In an observational study of fertility and obstetric outcomes involving the largest cohort of female patients with classical bladder extrophy [162], 68% of those attempting conception were successful; 21% with spontaneous pregnancy within 1 year and 26% after having received fertility treatments. Overall, this report suggests that women with bladder exstrophy may experience difficulty with fertility, most likely the result of tubal obstruction or some other genital complication following surgical reconstruction. Currently, more than 80 pregnancies in women with bladder exstrophy have been reported [162]. Pregnancy is high risk for both mother and fetus with higher risk of urinary infection, pelvic prolapse, C-section, prematurity and stillbirth. A preconception renal evaluation for all women in this group should be offered in an effort to optimize renal function [162]. Additionally due to higher risk of prenatal morbidity, single embryo transfer is strongly recommended in patients who undergo IVF treatment.

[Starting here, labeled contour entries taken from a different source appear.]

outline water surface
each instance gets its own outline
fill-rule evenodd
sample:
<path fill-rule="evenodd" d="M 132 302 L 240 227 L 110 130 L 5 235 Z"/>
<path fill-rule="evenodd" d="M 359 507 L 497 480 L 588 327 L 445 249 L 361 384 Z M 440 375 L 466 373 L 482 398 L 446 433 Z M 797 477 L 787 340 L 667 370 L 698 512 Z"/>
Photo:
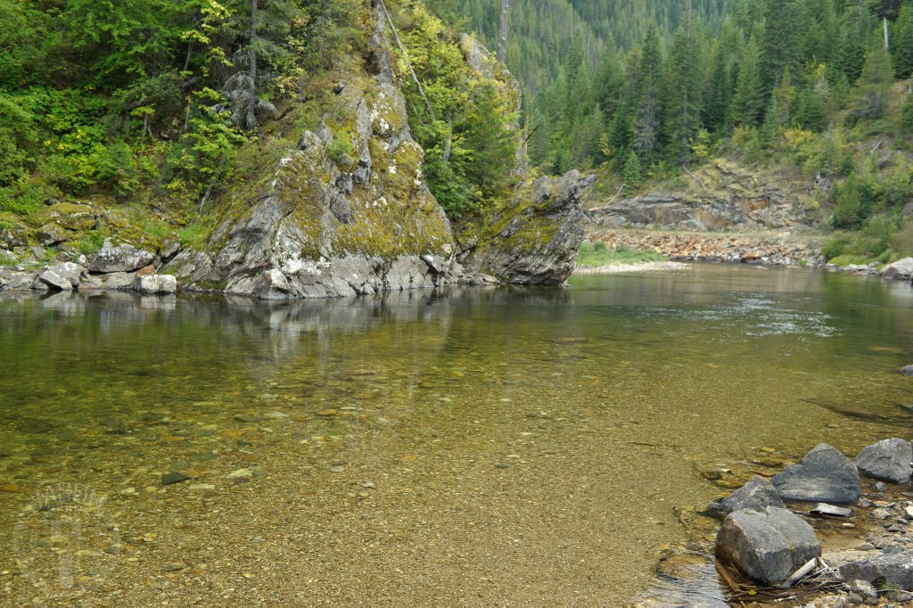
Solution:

Although vaginal delivery has been described, it should be avoided as it may jeopardize previous reconstruction and subsequently lead to urinary incontinence. Therefore, elective caesarian section by experienced staff is strongly recommended before the onset of labor.
The literature has shown a 400-fold increased risk of cloacal exstrophy in offspring of affected individuals [163], but not of any other congenital anomalies. Accordingly, these patients need an interdisciplinary approach that includes an urologist, reproductive endocrinologist and experienced obstetrician.